The Grizzlies have the league’s second-best record and are in the running for the most wins in a season in franchise history, athletically gifted up and down the roster, best exemplified by the league’s latest superstar darling, Ja Morant, he of the 48-inch vertical. They’re one of the few teams with cap space this summer, and in addition to owning all their own first-round picks this decade, they could pick up two additional firsts this summer (from the Lakers and Jazz) as well as a Golden State first as early as 2024. 

Last year was the Knicks’ first postseason appearance since 2013; the Grizz have earned five playoff berths since then, with this year being the sixth. They are very much a house in order, and in many ways none of what I’ve listed in this paragraph applies to the Knicks. But there is a connection.

These are the ages of the 10 Grizzlies to play last night: 20, 22, 22, 23, 23, 25, 25, 25, 28, 28. That doesn’t include 26-year-old Dillon Brooks, a key member of the team last seen in action before Christmas who’s expected to rejoin them on their road trip beginning tomorrow. The Knicks? 21, 21, 22, 23, 23, 27, 29, 30, 36. Not the same, but not dissimilar. Memphis is what New York wants to be: young and exciting and must-see and good. 

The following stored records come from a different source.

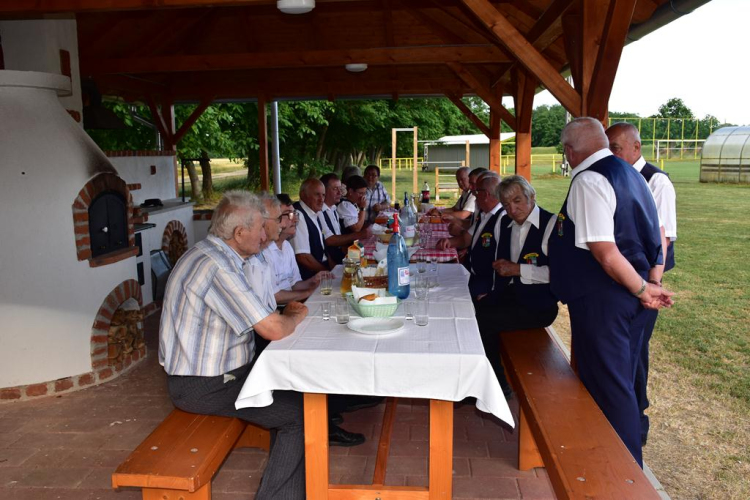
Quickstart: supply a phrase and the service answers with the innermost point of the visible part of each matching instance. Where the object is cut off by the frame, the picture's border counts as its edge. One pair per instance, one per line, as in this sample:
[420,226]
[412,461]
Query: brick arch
[97,184]
[174,240]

But how many of the Grizzlies players from this game would be considered can’t-miss All-NBA types? Ja, duh. Jaren Jackson Jr.? He’s a defensive positive and there’s more to life than counting stats, but a dude in his fourth season who’s never averaged 18 points or six rebounds a game? Who shot 38% on 3-pointers his first two seasons, yet even after last night’s 2-4 from deep is only making 31% since? Who was the fourth pick in his draft but ranks fifth in win shares among bigs from that class, including about half as many as Mitchell Robinson despite playing more minutes? The Grizz have one superstar and a host of intriguing interstellar objects that reflect light beautifully, but maybe don’t generate their own.

How many Knicks are All-NBA caliber? Randle, you’d have to say, because he literally was last year. His strong recently play continued, at least over the first three quarters; he finished with 36 points, 12 rebounds, six assists, two blocks, and two steals. RJ Barrett keeps allowing fans to imagine his ceiling as both higher than we’ve yet to see and reasonably within reach, even if he is still a ways away. It’s a credit to his growth that a 23-point, seven-rebound effort was a ho-hum night for him.

Whatever vantage you bring to last night’s loss will determine what you saw. If you view Memphis as a finished project and New York as one, too, this was a disheartening defeat that kept the Knicks from clinching a winning record on the road trip that was expected to bury their slim playoff lives. Or you could see it this way: 80% of New York’s minutes went to players younger than 30. For whatever worth single game plus/minus numbers have, it’s at least not a negative that Randle and Barrett between them averaged about 30, 10 and four to go along with positive ratings for each. When the Knicks fell to third in the 2019 lottery, everyone knew it meant no Zion. That was disappointing. For the past few years, RJ’s also been no Ja. Now, as Morant’s ascended to a place in the pantheon, the fact that RJ isn’t him or Zion no longer means what it used to. RJ is RJ, a wonderful basketball player who continues to develop and gives the vibe of a dude who intends to wring every ounce of the best there is inside him. 

Despite playing well enough to win, the Knicks lost. They, like Memphis, are a young team with one exciting young prodigy and a co-star who no one knows what to trust as far as their ceiling. Read this game from the Grizzlies’ perspective and it’s a comeback win over a team they should beat before they go on the road and try to maintain the second seed in the West. It bodes well for them. Read it from the Knicks’ point of view and it’s a close call against a team no one thought they’d hang with near the end of a seven-game road trip that for a while felt like a Requiem mass (no Kyrie in this mass, though). Six games in the play-in is no closer, but the feeling that the team is on the right path is stronger than it’s been in a while. The order of the story matters with a loss like this one. For some teams, to struggle is to fail. For the Knicks, to struggle is to grow; for them, growth, ultimately, is success.